# 14.9: Removing the Homogeneity of Variance Assumption

- Page ID
- 8277

In our example, the homogeneity of variance assumption turned out to be a pretty safe one: the Levene test came back non-significant, so we probably don’t need to worry. However, in real life we aren’t always that lucky. How do we save our ANOVA when the homogeneity of variance assumption is violated? If you recall from our discussion of t-tests, we’ve seen this problem before. The Student t-test assumes equal variances, so the solution was to use the Welch t-test, which does not. In fact, Welch (1951) also showed how we can solve this problem for ANOVA too (the **Welch one-way test**). It’s implemented in R using the

`oneway.test()`

function. The arguments that we’ll need for our example are:`formula`

. This is the model formula, which (as usual) needs to specify the outcome variable on the left hand side and the grouping variable on the right hand side: i.e., something like`outcome ~ group`

.`data`

. Specifies the data frame containing the variables.`var.equal`

. If this is`FALSE`

(the default) a Welch one-way test is run.

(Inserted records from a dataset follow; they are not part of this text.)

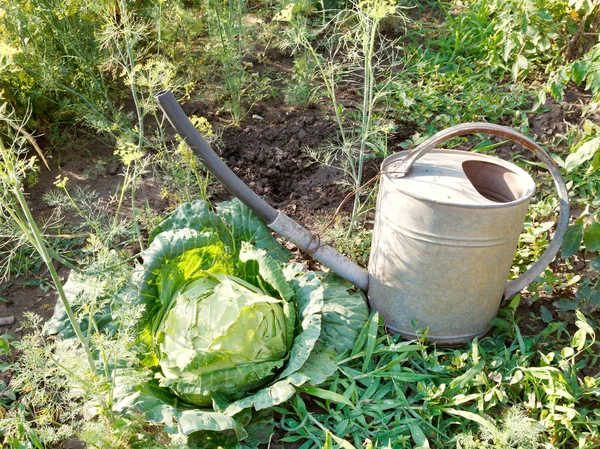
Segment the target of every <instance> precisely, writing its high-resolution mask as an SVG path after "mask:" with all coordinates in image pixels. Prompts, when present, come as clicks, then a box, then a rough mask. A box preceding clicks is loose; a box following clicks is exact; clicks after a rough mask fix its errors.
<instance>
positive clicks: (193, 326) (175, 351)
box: [51, 201, 367, 446]
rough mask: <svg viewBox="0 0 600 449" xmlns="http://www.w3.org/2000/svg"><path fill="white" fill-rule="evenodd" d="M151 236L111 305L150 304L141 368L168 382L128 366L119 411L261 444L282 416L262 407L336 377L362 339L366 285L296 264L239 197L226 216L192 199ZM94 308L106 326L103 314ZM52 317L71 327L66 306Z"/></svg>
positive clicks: (366, 316)
mask: <svg viewBox="0 0 600 449" xmlns="http://www.w3.org/2000/svg"><path fill="white" fill-rule="evenodd" d="M149 240H150V245H149V247H148V249H147V250H146V251H144V252H143V253H142V257H143V259H144V264H143V266H141V267H139V268H138V269H136V270H135V271H134V273H133V275H132V279H133V280H132V283H131V284H130V285H128V286H126V287H125V288H124V289H123V290H122V291H121V292H120V293H118V294H117V296H116V297H115V300H114V301H113V303H112V305H111V308H119V307H125V308H127V307H129V306H135V307H140V306H142V307H143V310H144V312H143V313H142V315H141V316H140V317H139V319H138V320H137V325H136V328H137V333H138V335H139V337H138V342H137V345H138V349H137V352H138V357H139V358H140V359H141V362H142V364H143V365H144V366H145V367H146V368H142V367H132V370H133V372H138V373H140V374H139V375H137V376H138V378H139V376H143V373H147V374H150V373H152V372H153V373H155V376H154V377H155V378H156V380H153V381H146V382H143V383H142V384H137V385H136V384H132V383H128V384H126V385H123V384H122V383H121V382H122V381H123V379H125V378H127V374H126V373H127V371H124V372H123V373H122V376H121V375H119V376H117V377H116V379H115V385H114V390H113V395H114V397H113V402H112V403H113V404H114V407H113V411H114V413H116V414H117V415H119V414H122V413H128V411H130V410H138V411H139V412H141V413H143V414H145V416H146V419H147V420H148V421H150V422H151V423H154V424H159V423H162V424H163V425H164V426H165V430H166V431H167V432H169V433H175V434H181V435H191V434H195V433H196V432H216V431H219V432H224V433H223V435H221V436H227V435H229V434H230V437H231V438H234V439H238V440H244V441H245V444H247V445H250V446H252V445H254V444H257V443H258V441H262V437H259V436H256V435H255V434H254V430H253V429H254V427H253V424H252V423H255V422H256V420H258V421H260V422H262V423H264V425H265V426H267V427H268V426H270V425H271V424H272V421H270V420H269V419H267V421H265V419H266V418H265V415H264V413H263V414H261V413H259V411H261V410H265V409H269V408H272V407H274V406H276V405H278V404H281V403H282V402H284V401H286V400H288V399H289V398H291V397H292V396H293V395H294V394H295V393H296V391H297V389H300V390H302V391H304V390H305V391H307V392H310V391H313V390H311V388H316V385H318V384H320V383H322V382H324V381H325V380H326V379H327V378H328V377H330V376H331V375H333V374H334V373H335V371H336V369H337V366H336V363H335V357H336V356H338V355H340V354H343V353H345V352H347V351H349V350H350V349H351V348H352V347H353V345H354V339H355V338H356V337H357V335H358V333H359V332H360V330H361V329H362V326H363V324H364V322H365V320H366V317H367V308H366V302H365V299H364V297H363V295H362V294H361V293H356V292H354V291H352V289H351V286H350V285H349V284H347V283H345V282H344V281H342V280H341V279H339V278H338V277H336V276H335V275H331V274H324V273H317V272H304V271H302V266H301V265H299V264H295V263H289V262H288V260H289V257H290V254H289V253H288V251H287V250H286V249H285V248H283V247H282V246H281V245H280V244H279V243H278V242H277V241H276V240H275V239H274V238H273V237H272V235H271V232H270V230H269V229H268V228H267V227H266V225H265V224H264V223H262V222H261V221H260V220H259V219H257V218H256V217H255V216H254V215H253V214H252V213H251V212H250V211H249V210H248V209H247V208H246V207H245V206H243V205H242V204H241V203H239V202H237V201H234V202H230V203H221V204H220V205H218V206H217V210H216V213H214V212H212V211H211V210H210V207H209V205H208V204H207V203H206V202H202V201H197V202H194V203H191V204H186V205H183V206H181V207H180V208H179V209H177V210H176V211H175V212H174V213H173V214H172V215H171V216H170V217H169V218H167V219H166V220H165V221H164V222H162V223H161V224H160V225H159V226H158V227H157V228H156V229H155V230H154V231H153V232H152V233H151V234H150V238H149ZM74 287H75V289H71V290H70V292H71V298H72V299H73V300H74V301H75V300H76V298H77V297H78V296H81V295H82V293H78V292H77V287H79V288H80V289H85V290H87V289H89V287H88V286H86V285H85V283H80V284H79V286H77V284H75V285H74ZM58 310H59V309H57V311H58ZM98 312H100V311H98ZM89 316H90V322H91V320H94V322H96V323H97V324H96V327H97V328H98V329H103V328H104V327H105V326H101V325H100V323H101V321H100V320H101V316H102V315H101V314H99V315H98V314H97V315H95V314H94V313H90V315H89ZM51 325H52V326H53V327H54V328H55V329H57V330H59V329H60V330H61V332H62V333H63V334H64V335H68V332H67V331H68V329H69V326H68V325H67V323H66V321H65V317H64V313H62V312H60V313H58V312H57V314H55V318H54V320H53V321H52V323H51ZM65 332H67V334H65ZM303 389H304V390H303ZM315 391H318V389H317V390H315ZM251 409H254V410H255V411H254V412H252V411H251ZM267 418H268V416H267ZM271 420H272V418H271ZM191 438H196V436H194V437H191Z"/></svg>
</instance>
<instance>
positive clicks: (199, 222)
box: [148, 200, 232, 246]
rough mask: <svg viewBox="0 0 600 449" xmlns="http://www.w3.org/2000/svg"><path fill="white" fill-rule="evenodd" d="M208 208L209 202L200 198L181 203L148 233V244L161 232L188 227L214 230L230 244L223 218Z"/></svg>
mask: <svg viewBox="0 0 600 449" xmlns="http://www.w3.org/2000/svg"><path fill="white" fill-rule="evenodd" d="M210 208H211V206H210V203H207V202H206V201H201V200H198V201H194V202H192V203H185V204H182V205H181V206H179V207H178V208H177V209H175V210H174V211H173V213H171V215H169V216H168V217H167V218H166V219H165V220H163V221H162V222H161V223H160V224H159V225H158V226H157V227H156V228H155V229H154V230H153V231H152V232H151V233H150V236H149V237H148V244H151V243H152V242H153V241H154V239H155V238H156V236H157V235H158V234H160V233H162V232H165V231H177V230H178V229H185V228H188V229H194V230H196V231H198V232H202V231H206V230H209V231H211V232H216V233H217V234H218V235H219V238H220V239H221V241H222V242H224V243H225V244H226V245H227V246H231V245H232V241H231V238H232V235H231V232H230V231H229V229H228V228H227V226H226V224H225V223H224V222H223V220H221V218H220V217H219V216H218V215H217V214H215V213H214V212H212V211H211V209H210Z"/></svg>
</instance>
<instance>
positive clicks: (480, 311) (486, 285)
mask: <svg viewBox="0 0 600 449" xmlns="http://www.w3.org/2000/svg"><path fill="white" fill-rule="evenodd" d="M472 132H484V133H487V134H496V135H501V136H504V137H509V138H511V139H513V140H516V139H519V141H521V143H524V146H526V147H527V148H529V149H531V150H532V151H534V153H536V154H537V155H538V156H541V157H542V158H544V162H546V163H547V164H548V163H550V164H551V165H550V167H551V168H550V171H551V173H552V176H553V177H555V181H556V184H557V187H558V189H559V196H560V197H561V216H560V220H559V225H558V228H557V232H556V233H555V237H554V241H553V243H552V244H551V245H550V248H549V249H548V250H547V252H546V253H545V254H544V256H543V257H542V258H541V259H540V261H538V262H537V263H536V264H534V266H533V267H532V268H531V269H530V270H529V271H528V272H527V273H525V274H524V275H523V277H521V278H519V279H517V280H515V281H512V282H511V283H508V284H507V278H508V275H509V272H510V268H511V265H512V261H513V257H514V253H515V250H516V248H517V244H518V240H519V235H520V234H521V230H522V228H523V223H524V219H525V216H526V214H527V208H528V205H529V202H530V199H531V197H532V196H533V194H534V192H535V183H534V181H533V179H532V178H531V176H529V175H528V174H527V173H526V172H525V171H524V170H522V169H521V168H519V167H517V166H516V165H514V164H511V163H509V162H506V161H503V160H501V159H497V158H495V157H491V156H486V155H483V154H477V153H470V152H465V151H452V150H440V149H434V148H435V147H436V145H439V144H440V143H442V142H443V141H444V140H447V139H448V138H450V137H454V136H456V135H460V134H466V133H472ZM522 139H526V140H525V141H522ZM417 155H418V156H417ZM567 222H568V197H567V192H566V188H565V187H564V183H563V182H562V179H561V178H560V174H559V173H558V171H557V170H556V168H555V167H554V165H553V164H552V162H551V160H550V158H549V157H548V156H547V154H546V153H545V152H543V150H542V149H541V148H539V147H538V146H537V145H536V144H535V143H533V142H532V141H530V140H529V139H527V138H525V137H524V136H522V135H520V134H518V133H516V132H515V131H512V130H509V129H507V128H503V127H497V126H495V125H489V124H465V125H459V127H453V128H450V129H449V130H446V131H443V132H442V133H439V134H437V135H436V136H434V137H432V138H431V139H429V140H428V141H426V142H425V143H424V144H422V145H421V146H419V147H418V148H416V149H415V150H413V151H412V152H408V151H404V152H400V153H397V154H394V155H393V156H390V157H389V158H387V159H386V160H385V161H384V162H383V166H382V175H381V178H380V186H379V195H378V198H377V213H376V217H375V226H374V230H373V242H372V246H371V256H370V261H369V289H368V296H369V303H370V306H371V307H372V308H373V309H374V310H377V311H378V312H379V313H380V314H381V316H382V317H383V320H384V322H385V324H386V326H387V327H388V329H390V330H391V331H392V332H395V333H399V334H402V335H403V336H405V337H407V338H414V337H416V335H417V334H416V332H417V329H423V328H425V327H427V328H428V333H427V336H428V338H429V339H430V340H432V341H435V342H438V343H440V344H448V345H453V344H460V343H464V342H465V341H468V340H469V339H471V338H473V337H476V336H482V335H485V334H486V333H487V332H488V331H489V330H490V329H491V325H490V324H489V321H490V320H491V319H493V318H494V317H496V315H497V313H498V309H499V307H500V303H501V301H502V299H503V298H505V297H510V296H512V295H514V294H515V293H517V292H518V291H520V290H522V289H523V288H524V287H525V286H527V285H528V284H529V283H530V282H531V281H533V280H534V279H535V278H536V277H537V276H538V275H539V274H540V273H541V271H543V269H544V268H545V267H546V266H547V264H548V263H549V262H550V261H551V260H552V259H553V258H554V256H555V255H556V252H557V251H558V248H559V245H560V240H562V236H563V234H564V230H565V229H566V226H567Z"/></svg>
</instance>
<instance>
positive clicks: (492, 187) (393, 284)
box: [156, 91, 569, 344]
mask: <svg viewBox="0 0 600 449" xmlns="http://www.w3.org/2000/svg"><path fill="white" fill-rule="evenodd" d="M156 100H157V102H158V104H159V106H160V107H161V109H162V110H163V112H164V114H165V116H166V117H167V118H168V119H169V121H170V122H171V124H172V125H173V127H174V128H175V129H176V131H177V132H178V133H179V134H180V135H181V137H182V138H183V139H184V140H185V142H186V143H187V144H188V145H189V146H190V148H191V149H192V150H193V151H194V153H195V154H196V155H197V156H198V157H200V159H201V160H202V161H203V163H204V165H205V166H206V168H207V169H208V170H209V171H211V172H212V173H213V174H214V175H215V177H217V179H219V180H220V181H221V182H222V183H223V184H224V185H225V187H227V188H228V189H229V190H230V191H231V193H233V194H234V195H235V196H236V197H238V198H239V199H240V200H241V201H242V202H243V203H245V204H246V205H247V206H248V207H249V208H250V209H252V210H253V211H254V212H255V213H256V214H257V215H258V216H259V217H260V218H262V219H263V220H264V221H265V222H266V223H267V224H268V226H269V227H270V228H271V229H272V230H273V231H274V232H277V233H278V234H280V235H281V236H282V237H284V238H286V239H288V240H289V241H291V242H292V243H294V244H295V245H296V246H297V247H298V248H300V249H302V250H305V251H307V252H309V254H310V255H311V256H312V257H313V258H314V259H316V260H317V261H319V262H321V263H322V264H323V265H325V266H326V267H328V268H330V269H331V270H332V271H334V272H335V273H337V274H339V275H340V276H341V277H343V278H344V279H346V280H348V281H350V282H351V283H353V284H354V285H355V286H357V287H358V288H360V289H362V290H364V291H365V292H367V295H368V298H369V303H370V306H371V307H372V308H373V309H374V310H376V311H378V312H379V313H380V314H381V315H382V317H383V319H384V322H385V324H386V326H387V327H388V329H390V330H391V331H392V332H396V333H400V334H402V335H405V336H407V337H414V336H415V335H416V333H415V327H414V326H413V323H415V322H416V323H418V324H417V325H418V327H419V328H424V327H427V328H429V333H428V337H429V338H430V340H433V341H435V342H439V343H441V344H458V343H463V342H465V341H467V340H468V339H470V338H472V337H475V336H477V335H483V334H485V333H487V331H488V330H489V329H490V326H489V324H488V322H489V321H490V320H491V319H492V318H494V317H495V316H496V313H497V312H498V307H499V305H500V302H501V301H502V299H503V298H508V297H510V296H513V295H514V294H515V293H517V292H519V291H521V290H522V289H523V288H525V287H526V286H527V285H528V284H529V283H531V282H532V281H533V280H534V279H535V278H536V277H537V276H538V275H539V274H540V273H541V272H542V271H543V270H544V269H545V267H546V266H547V265H548V264H549V263H550V262H551V261H552V259H554V257H555V256H556V254H557V253H558V250H559V249H560V244H561V243H562V238H563V236H564V233H565V231H566V228H567V226H568V220H569V200H568V195H567V190H566V187H565V184H564V182H563V180H562V178H561V176H560V173H559V171H558V168H557V167H556V166H555V165H554V162H553V161H552V159H551V158H550V157H549V156H548V154H547V153H546V152H545V151H544V150H543V149H542V148H540V147H539V146H538V145H537V144H536V143H534V142H533V141H532V140H531V139H529V138H527V137H525V136H523V135H522V134H520V133H518V132H516V131H514V130H511V129H509V128H505V127H502V126H498V125H491V124H487V123H467V124H463V125H457V126H453V127H451V128H448V129H447V130H444V131H442V132H440V133H438V134H436V135H434V136H433V137H431V138H429V139H428V140H426V141H425V142H423V143H422V144H420V145H419V146H418V147H417V148H415V149H414V150H412V151H410V152H401V153H398V154H395V155H393V156H390V157H389V158H388V159H386V160H385V161H384V163H383V167H382V173H381V174H382V176H381V183H380V192H379V197H378V200H377V214H376V219H375V229H374V232H373V242H372V248H371V260H370V264H369V271H368V272H367V271H366V270H364V269H363V268H361V267H359V266H358V265H357V264H356V263H354V262H353V261H351V260H349V259H348V258H346V257H345V256H343V255H342V254H340V253H338V252H337V251H336V250H335V249H334V248H332V247H331V246H329V245H326V244H323V243H322V242H321V241H320V239H319V238H318V236H314V235H313V234H312V233H311V232H310V231H308V230H307V229H305V228H303V227H302V226H300V225H299V224H298V223H296V222H295V221H293V220H292V219H291V218H289V217H288V216H287V215H285V214H283V213H282V212H280V211H277V210H275V209H274V208H273V207H271V206H270V205H268V204H267V203H266V202H265V201H264V200H262V198H260V197H259V196H258V195H256V193H254V192H252V190H250V189H249V188H248V186H246V185H245V184H244V183H243V182H242V181H241V180H240V179H239V178H238V177H237V176H236V175H235V174H234V173H233V172H232V171H231V170H230V169H229V168H228V167H227V166H226V165H225V164H224V163H223V161H221V159H220V158H219V157H218V156H217V155H216V154H215V153H214V151H213V150H212V149H211V148H210V146H209V145H208V144H207V143H206V142H205V141H204V139H203V138H202V136H200V134H199V133H198V131H197V130H196V129H195V128H194V126H193V125H192V124H191V122H190V121H189V119H188V118H187V116H186V115H185V113H184V112H183V110H182V109H181V106H180V105H179V104H178V103H177V101H176V100H175V98H174V96H173V94H172V93H171V92H170V91H163V92H160V93H159V94H157V96H156ZM473 133H484V134H491V135H496V136H500V137H505V138H508V139H511V140H513V141H515V142H518V143H520V144H521V145H522V146H524V147H525V148H527V149H529V150H531V151H532V152H533V153H534V154H535V155H536V156H537V157H538V158H539V159H541V160H542V162H543V163H544V164H545V165H546V166H547V167H548V170H549V171H550V174H551V175H552V177H553V179H554V183H555V186H556V188H557V190H558V196H559V200H560V217H559V221H558V224H557V227H556V232H555V235H554V238H553V240H552V242H551V243H550V245H549V246H548V248H547V249H546V252H545V253H544V254H543V255H542V257H540V259H539V260H538V261H537V262H536V263H535V264H534V265H533V266H532V267H531V268H530V269H529V270H528V271H527V272H526V273H524V274H523V275H522V276H521V277H519V278H518V279H516V280H513V281H511V282H509V283H508V284H507V283H506V279H507V276H508V273H509V271H510V265H511V262H512V257H513V254H514V251H515V248H516V246H517V242H518V238H519V234H520V232H521V229H522V227H523V220H524V218H525V215H526V213H527V206H528V204H529V200H530V199H531V197H532V195H533V193H534V190H535V188H534V183H533V180H532V179H531V177H529V175H527V173H526V172H524V171H523V170H521V169H520V168H518V167H516V166H515V165H513V164H510V163H508V162H505V161H502V160H499V159H496V158H493V157H490V156H484V155H478V154H475V153H469V152H462V151H451V150H437V149H436V148H437V147H436V146H437V145H439V144H441V143H443V142H445V141H446V140H448V139H450V138H452V137H455V136H459V135H463V134H473Z"/></svg>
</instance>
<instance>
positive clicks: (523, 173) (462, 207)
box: [381, 148, 536, 209]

If it is`TRUE`

then it just runs a regular ANOVA.

The function also has a `subset`

argument that lets you analyse only some of the observations and a `na.action`

argument that tells it how to handle missing data, but these aren’t necessary for our purposes. So, to run the Welch one-way ANOVA for our example, we would do this:

**oneway.test**(mood.gain ~ drug, data = clin.trial)

```
##
## One-way analysis of means (not assuming equal variances)
##
## data: mood.gain and drug
## F = 26.322, num df = 2.0000, denom df = 9.4932, p-value = 0.000134
```

To understand what’s happening here, let’s compare these numbers to what we got earlier in Section 14.3 when we ran our original ANOVA. To save you the trouble of flicking back, here are those numbers again, this time calculated by setting `var.equal = TRUE`

for the `oneway.test()`

function:

**oneway.test**(mood.gain ~ drug, data = clin.trial, var.equal = TRUE)

```
##
## One-way analysis of means
##
## data: mood.gain and drug
## F = 18.611, num df = 2, denom df = 15, p-value = 8.646e-05
```

Okay, so originally our ANOVA gave us the result F(2,15)=18.6, whereas the Welch one-way test gave us F(2,9.49)=26.32. In other words, the Welch test has reduced the within-groups degrees of freedom from 15 to 9.49, and the F-value has increased from 18.6 to 26.32.